Privacy
The short version: Clipboard Doctor stores everything on your Mac, and I can't see any of it. No accounts, no telemetry, no tracking.
The app
- Your clipboard history — text and images — is stored only on your Mac, in the app's local storage. It is never uploaded anywhere. There is no server that could receive it.
- Text recognition in screenshots (OCR) runs entirely on your device using Apple's built-in Vision framework. Images are never sent anywhere for OCR.

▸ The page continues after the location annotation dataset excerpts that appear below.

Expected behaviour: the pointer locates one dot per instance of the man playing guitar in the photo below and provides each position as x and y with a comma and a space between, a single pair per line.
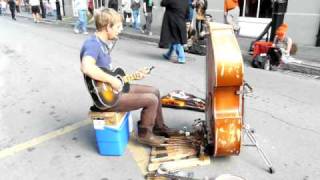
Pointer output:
95, 53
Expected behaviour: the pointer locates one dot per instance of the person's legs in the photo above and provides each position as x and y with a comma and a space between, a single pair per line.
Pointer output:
148, 23
198, 27
147, 98
12, 10
180, 53
169, 53
232, 18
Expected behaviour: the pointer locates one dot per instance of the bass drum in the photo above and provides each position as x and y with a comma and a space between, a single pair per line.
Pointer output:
224, 84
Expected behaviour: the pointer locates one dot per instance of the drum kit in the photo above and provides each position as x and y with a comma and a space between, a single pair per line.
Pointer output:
224, 126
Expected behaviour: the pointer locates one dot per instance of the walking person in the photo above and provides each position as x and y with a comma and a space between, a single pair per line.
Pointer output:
173, 30
95, 54
18, 3
201, 7
231, 13
127, 14
3, 7
12, 7
113, 4
35, 9
81, 25
192, 5
147, 10
135, 6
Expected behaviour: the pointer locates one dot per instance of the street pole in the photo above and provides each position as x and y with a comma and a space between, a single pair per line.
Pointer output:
318, 37
59, 17
43, 10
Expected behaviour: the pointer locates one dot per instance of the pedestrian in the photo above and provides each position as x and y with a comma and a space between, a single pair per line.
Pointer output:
113, 4
231, 13
12, 7
173, 30
95, 53
3, 7
192, 5
148, 5
135, 6
127, 14
35, 9
90, 10
81, 24
18, 3
282, 44
201, 7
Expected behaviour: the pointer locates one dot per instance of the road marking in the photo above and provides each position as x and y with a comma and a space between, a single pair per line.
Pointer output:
139, 152
140, 155
41, 139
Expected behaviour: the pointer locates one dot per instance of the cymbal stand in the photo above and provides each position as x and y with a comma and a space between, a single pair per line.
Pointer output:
249, 132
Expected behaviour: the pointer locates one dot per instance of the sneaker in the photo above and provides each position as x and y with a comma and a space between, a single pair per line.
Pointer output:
179, 62
165, 56
142, 31
76, 31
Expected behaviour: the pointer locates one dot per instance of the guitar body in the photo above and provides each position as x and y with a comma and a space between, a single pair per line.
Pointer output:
103, 95
224, 82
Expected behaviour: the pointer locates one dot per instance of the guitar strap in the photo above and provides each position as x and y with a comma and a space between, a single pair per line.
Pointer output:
106, 47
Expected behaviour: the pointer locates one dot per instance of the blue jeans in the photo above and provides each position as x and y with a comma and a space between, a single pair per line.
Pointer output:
81, 23
190, 15
179, 51
136, 18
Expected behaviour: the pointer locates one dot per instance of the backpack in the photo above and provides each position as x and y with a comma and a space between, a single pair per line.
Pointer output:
262, 61
135, 5
197, 49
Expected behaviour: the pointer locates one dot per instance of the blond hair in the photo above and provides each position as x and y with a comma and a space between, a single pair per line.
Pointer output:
106, 16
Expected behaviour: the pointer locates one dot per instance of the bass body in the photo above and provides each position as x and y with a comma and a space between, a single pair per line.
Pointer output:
103, 95
224, 108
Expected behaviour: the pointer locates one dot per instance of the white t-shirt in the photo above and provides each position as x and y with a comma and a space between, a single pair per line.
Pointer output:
81, 4
126, 6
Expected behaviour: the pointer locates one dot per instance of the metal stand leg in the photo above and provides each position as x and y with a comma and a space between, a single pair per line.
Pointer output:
250, 134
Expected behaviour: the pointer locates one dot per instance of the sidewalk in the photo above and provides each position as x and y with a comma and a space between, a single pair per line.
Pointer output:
309, 55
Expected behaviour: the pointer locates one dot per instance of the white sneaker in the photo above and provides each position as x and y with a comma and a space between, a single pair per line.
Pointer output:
76, 31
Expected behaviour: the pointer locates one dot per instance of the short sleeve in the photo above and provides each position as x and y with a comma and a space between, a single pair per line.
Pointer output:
90, 49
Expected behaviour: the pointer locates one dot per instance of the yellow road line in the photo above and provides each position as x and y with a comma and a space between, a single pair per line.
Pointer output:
139, 152
46, 137
140, 155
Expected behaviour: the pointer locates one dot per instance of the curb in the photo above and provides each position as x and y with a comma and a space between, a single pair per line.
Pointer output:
295, 67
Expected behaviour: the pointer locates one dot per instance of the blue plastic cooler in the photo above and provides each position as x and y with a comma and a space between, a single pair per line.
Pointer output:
113, 141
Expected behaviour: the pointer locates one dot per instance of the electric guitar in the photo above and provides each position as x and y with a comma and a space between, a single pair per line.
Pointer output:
102, 93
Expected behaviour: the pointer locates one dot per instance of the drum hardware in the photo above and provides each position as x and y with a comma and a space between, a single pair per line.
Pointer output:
176, 175
249, 132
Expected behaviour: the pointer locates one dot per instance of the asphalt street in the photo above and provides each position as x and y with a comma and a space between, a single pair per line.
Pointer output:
44, 105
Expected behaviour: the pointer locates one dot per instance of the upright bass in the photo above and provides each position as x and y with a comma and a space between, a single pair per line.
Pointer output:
224, 76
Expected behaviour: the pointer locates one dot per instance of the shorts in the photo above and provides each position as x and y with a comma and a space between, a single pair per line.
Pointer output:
35, 9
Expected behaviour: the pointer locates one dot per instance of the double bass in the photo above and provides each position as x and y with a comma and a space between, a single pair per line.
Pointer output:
224, 76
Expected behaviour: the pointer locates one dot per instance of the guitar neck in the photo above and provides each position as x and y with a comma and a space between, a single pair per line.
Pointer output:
131, 77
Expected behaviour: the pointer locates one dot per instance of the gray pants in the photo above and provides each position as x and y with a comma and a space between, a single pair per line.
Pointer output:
232, 18
148, 22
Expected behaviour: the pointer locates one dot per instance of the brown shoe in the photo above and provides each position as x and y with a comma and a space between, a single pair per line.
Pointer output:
165, 131
145, 136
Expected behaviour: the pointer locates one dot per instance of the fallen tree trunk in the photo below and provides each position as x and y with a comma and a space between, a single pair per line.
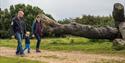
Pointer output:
88, 31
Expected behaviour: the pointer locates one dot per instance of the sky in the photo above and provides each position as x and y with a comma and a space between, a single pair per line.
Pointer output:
61, 9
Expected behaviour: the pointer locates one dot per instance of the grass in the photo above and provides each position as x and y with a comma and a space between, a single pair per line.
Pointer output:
109, 61
16, 60
69, 44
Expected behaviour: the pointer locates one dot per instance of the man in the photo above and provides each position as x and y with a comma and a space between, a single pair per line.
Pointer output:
19, 28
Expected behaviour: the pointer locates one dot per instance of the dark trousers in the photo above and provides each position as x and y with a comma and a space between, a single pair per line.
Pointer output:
38, 37
19, 37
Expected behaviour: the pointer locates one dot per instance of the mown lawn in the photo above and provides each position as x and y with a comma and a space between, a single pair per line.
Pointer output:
69, 44
16, 60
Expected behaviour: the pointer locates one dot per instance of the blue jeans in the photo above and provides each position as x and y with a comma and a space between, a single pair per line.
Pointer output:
27, 46
19, 38
38, 37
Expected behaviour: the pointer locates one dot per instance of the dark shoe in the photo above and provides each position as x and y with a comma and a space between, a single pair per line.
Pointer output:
17, 53
28, 51
38, 51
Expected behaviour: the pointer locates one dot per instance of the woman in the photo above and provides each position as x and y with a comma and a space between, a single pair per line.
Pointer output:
37, 30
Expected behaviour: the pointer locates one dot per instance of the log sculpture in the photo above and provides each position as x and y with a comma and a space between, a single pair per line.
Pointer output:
117, 34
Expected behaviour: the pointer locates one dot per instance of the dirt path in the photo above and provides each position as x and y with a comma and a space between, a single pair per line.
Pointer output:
60, 57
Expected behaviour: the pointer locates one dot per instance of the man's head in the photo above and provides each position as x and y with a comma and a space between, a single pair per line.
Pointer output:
20, 14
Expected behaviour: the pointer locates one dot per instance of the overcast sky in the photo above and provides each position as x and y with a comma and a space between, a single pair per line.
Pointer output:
61, 9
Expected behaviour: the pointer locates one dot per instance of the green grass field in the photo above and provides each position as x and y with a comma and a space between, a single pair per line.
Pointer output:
16, 60
69, 44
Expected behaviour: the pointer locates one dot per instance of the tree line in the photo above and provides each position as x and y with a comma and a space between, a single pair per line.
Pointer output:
31, 12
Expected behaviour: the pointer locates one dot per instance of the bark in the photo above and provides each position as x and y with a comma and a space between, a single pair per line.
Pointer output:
88, 31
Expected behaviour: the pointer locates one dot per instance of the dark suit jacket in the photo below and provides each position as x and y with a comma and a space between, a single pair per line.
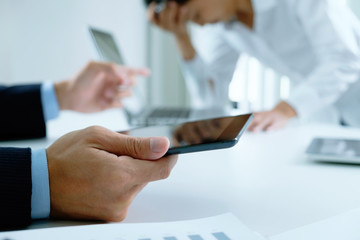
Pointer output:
21, 118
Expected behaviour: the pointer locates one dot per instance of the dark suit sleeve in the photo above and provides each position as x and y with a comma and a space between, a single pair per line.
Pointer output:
15, 187
21, 113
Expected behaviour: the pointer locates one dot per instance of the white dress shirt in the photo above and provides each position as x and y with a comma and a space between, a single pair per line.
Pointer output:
316, 43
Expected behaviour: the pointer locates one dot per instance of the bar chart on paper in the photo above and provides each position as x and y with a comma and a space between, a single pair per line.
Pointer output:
223, 227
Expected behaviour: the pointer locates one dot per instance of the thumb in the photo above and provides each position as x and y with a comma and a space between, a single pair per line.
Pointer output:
144, 148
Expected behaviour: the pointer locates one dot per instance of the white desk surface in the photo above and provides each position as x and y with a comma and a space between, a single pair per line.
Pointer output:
266, 180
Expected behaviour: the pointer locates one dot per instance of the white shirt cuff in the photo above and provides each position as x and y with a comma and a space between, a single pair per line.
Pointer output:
49, 101
40, 198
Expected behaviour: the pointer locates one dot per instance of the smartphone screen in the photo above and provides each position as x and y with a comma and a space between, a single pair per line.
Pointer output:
209, 134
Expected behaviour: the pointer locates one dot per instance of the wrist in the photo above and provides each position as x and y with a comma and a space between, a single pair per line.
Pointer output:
62, 94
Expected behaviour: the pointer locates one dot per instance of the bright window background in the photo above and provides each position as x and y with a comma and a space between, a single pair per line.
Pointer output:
255, 87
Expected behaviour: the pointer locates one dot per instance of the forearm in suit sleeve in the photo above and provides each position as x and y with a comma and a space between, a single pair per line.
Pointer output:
21, 113
15, 187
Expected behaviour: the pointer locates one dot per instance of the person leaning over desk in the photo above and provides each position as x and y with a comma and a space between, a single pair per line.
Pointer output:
314, 42
93, 173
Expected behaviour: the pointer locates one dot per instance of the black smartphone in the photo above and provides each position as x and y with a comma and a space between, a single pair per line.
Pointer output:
196, 136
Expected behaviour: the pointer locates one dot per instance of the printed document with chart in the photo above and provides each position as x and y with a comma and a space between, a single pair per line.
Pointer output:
223, 227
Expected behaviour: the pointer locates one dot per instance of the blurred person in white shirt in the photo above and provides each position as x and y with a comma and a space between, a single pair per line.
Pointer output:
316, 43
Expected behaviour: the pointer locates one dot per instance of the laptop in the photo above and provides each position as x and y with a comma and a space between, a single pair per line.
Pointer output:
139, 113
337, 150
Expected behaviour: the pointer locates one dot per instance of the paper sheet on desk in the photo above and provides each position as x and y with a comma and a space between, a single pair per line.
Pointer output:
223, 227
342, 227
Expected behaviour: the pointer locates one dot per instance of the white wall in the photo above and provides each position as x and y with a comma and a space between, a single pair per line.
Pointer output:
42, 39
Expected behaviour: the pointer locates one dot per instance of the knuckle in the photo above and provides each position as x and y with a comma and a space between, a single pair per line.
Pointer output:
93, 133
134, 146
165, 172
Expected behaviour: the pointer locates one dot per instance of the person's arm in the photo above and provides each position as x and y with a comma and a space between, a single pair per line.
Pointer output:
208, 76
93, 174
207, 79
15, 187
334, 34
21, 113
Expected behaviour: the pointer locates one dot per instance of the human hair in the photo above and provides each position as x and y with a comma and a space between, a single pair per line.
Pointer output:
148, 2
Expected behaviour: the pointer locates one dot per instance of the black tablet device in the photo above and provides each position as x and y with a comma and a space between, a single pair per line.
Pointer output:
203, 135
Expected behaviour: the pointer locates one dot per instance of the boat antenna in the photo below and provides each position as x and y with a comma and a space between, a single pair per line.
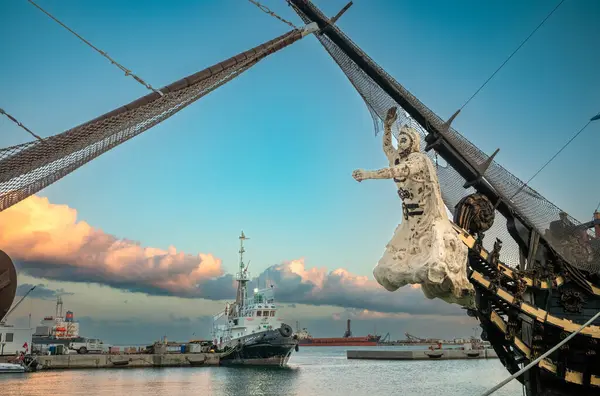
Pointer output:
17, 304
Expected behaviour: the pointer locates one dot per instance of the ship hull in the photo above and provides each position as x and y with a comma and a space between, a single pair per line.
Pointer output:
268, 348
326, 344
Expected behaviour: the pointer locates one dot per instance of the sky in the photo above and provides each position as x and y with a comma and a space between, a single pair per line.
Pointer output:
130, 235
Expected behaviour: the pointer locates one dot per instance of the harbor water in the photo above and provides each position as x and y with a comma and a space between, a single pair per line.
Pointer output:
315, 371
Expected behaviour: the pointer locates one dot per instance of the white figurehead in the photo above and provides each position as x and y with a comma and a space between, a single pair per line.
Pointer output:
425, 248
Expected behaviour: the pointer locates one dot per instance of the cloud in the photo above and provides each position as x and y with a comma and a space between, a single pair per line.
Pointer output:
47, 241
40, 291
296, 283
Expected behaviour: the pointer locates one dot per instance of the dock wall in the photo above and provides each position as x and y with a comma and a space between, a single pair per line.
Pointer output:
73, 361
426, 354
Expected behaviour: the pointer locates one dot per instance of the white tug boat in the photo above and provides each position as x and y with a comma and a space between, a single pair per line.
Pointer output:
253, 332
7, 368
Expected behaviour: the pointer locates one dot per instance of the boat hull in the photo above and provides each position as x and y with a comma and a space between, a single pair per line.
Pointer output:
268, 348
7, 368
325, 344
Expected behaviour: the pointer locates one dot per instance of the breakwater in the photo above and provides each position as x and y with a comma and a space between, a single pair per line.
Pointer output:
427, 354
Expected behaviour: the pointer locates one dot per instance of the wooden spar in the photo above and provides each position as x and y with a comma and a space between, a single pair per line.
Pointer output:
60, 145
443, 147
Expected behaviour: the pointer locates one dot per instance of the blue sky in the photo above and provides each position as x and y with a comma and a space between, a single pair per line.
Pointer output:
272, 152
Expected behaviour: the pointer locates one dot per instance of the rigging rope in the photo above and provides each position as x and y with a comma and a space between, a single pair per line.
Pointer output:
536, 361
555, 155
511, 55
104, 54
13, 119
550, 160
266, 10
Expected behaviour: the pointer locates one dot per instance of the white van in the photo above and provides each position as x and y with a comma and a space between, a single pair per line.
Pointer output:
85, 345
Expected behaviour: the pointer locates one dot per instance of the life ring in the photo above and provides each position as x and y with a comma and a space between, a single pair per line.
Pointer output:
285, 330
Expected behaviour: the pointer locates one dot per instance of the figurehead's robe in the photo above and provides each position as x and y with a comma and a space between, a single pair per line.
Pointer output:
425, 248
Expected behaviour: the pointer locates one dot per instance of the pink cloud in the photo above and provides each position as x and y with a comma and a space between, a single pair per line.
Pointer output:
38, 233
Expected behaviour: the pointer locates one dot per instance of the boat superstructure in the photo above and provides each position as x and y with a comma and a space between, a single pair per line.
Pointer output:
250, 330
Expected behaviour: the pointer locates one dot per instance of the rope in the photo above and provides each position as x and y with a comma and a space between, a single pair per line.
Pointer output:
511, 55
550, 160
536, 361
13, 119
104, 54
266, 10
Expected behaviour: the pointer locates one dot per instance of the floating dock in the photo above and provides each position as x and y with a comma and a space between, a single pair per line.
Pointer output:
427, 354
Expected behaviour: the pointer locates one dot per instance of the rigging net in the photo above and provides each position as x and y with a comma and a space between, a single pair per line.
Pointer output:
28, 168
576, 244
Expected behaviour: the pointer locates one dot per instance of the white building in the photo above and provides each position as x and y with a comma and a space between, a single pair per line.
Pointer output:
14, 340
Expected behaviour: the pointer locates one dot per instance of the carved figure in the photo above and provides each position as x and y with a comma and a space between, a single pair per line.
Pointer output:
425, 248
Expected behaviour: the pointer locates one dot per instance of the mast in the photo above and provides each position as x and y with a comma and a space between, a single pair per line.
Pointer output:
59, 307
242, 277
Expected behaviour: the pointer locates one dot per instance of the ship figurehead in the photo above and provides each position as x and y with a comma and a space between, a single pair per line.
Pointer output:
425, 249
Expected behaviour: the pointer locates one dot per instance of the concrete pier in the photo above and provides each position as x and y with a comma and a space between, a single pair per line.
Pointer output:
87, 361
426, 354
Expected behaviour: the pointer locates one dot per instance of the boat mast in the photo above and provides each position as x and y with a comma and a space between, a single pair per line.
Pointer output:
242, 278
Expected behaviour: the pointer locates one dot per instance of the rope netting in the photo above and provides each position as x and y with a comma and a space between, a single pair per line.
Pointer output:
575, 245
28, 168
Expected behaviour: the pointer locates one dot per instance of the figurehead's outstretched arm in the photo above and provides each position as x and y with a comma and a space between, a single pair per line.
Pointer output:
399, 171
388, 149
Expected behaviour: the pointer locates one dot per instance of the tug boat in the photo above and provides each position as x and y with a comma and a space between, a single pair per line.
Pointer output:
253, 332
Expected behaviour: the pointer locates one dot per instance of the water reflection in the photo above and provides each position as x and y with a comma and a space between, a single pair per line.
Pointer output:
312, 371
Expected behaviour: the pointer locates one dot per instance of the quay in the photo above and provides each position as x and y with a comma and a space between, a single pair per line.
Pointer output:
426, 354
89, 361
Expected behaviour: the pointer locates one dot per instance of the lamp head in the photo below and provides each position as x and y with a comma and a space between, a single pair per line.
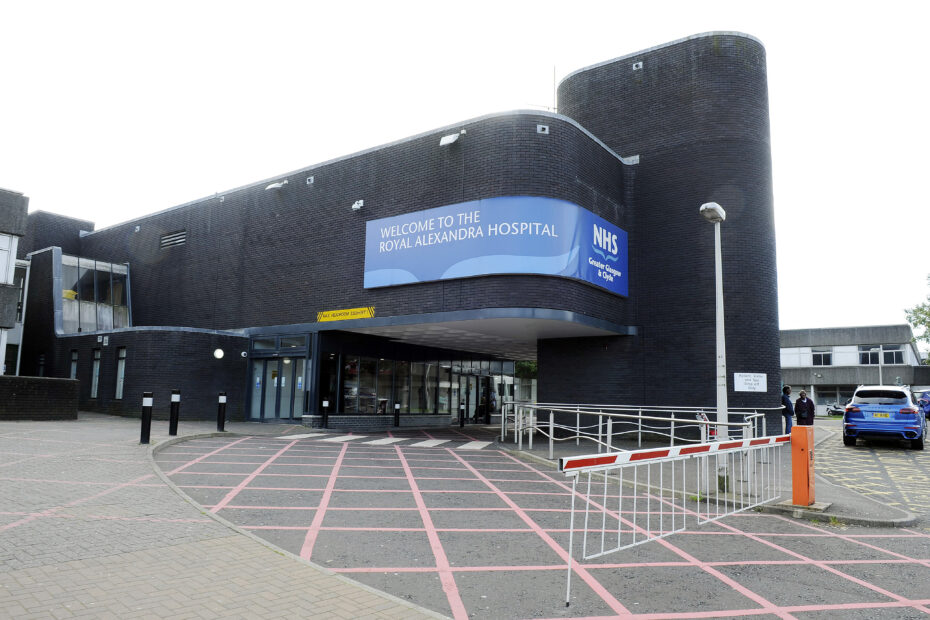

- Update check: on launch (and when you click "Check for Updates"), the app fetches a small public file (version.json) from my server to see if a newer version exists. This is a plain web request — it contains no personal data, no device ID, and nothing about your clipboard. Like any web request, my server momentarily sees your IP address to answer it.
- Link icons are off by default; if you turn them on (Settings → Features → "Website icons on URL cards"), the link's domain is sent to Google to fetch the icon. Left off, nothing about copied links leaves your Mac.
- Feature requests: if you use "Request a feature", the app sends exactly what you typed (plus the app and macOS version) to my own server in the EU. Adding your email is optional, used only to reply to you, never shared, and deleted if you ask: h@rawag.xyz.
This website
This site uses Umami, a self-hosted, cookieless analytics tool running on my own server in the EU (Hetzner, Finland). It counts page views without cookies or fingerprinting; IP addresses are anonymized by hashing and never stored. No data is shared with anyone. Because no cookies are set and no personal data is collected, no consent banner is required (legal basis: legitimate interest, GDPR Art. 6(1)(f) — measuring whether anyone reads this site, with no PII).
Your rights, and questions
There is almost nothing to exercise rights against — by design. If you ever sent me an email or a feature request with your address and want it deleted, write to h@rawag.xyz and it's gone.
Last updated: 13 June 2026. This page changes only when the app's network behavior changes, and the changelog will say so.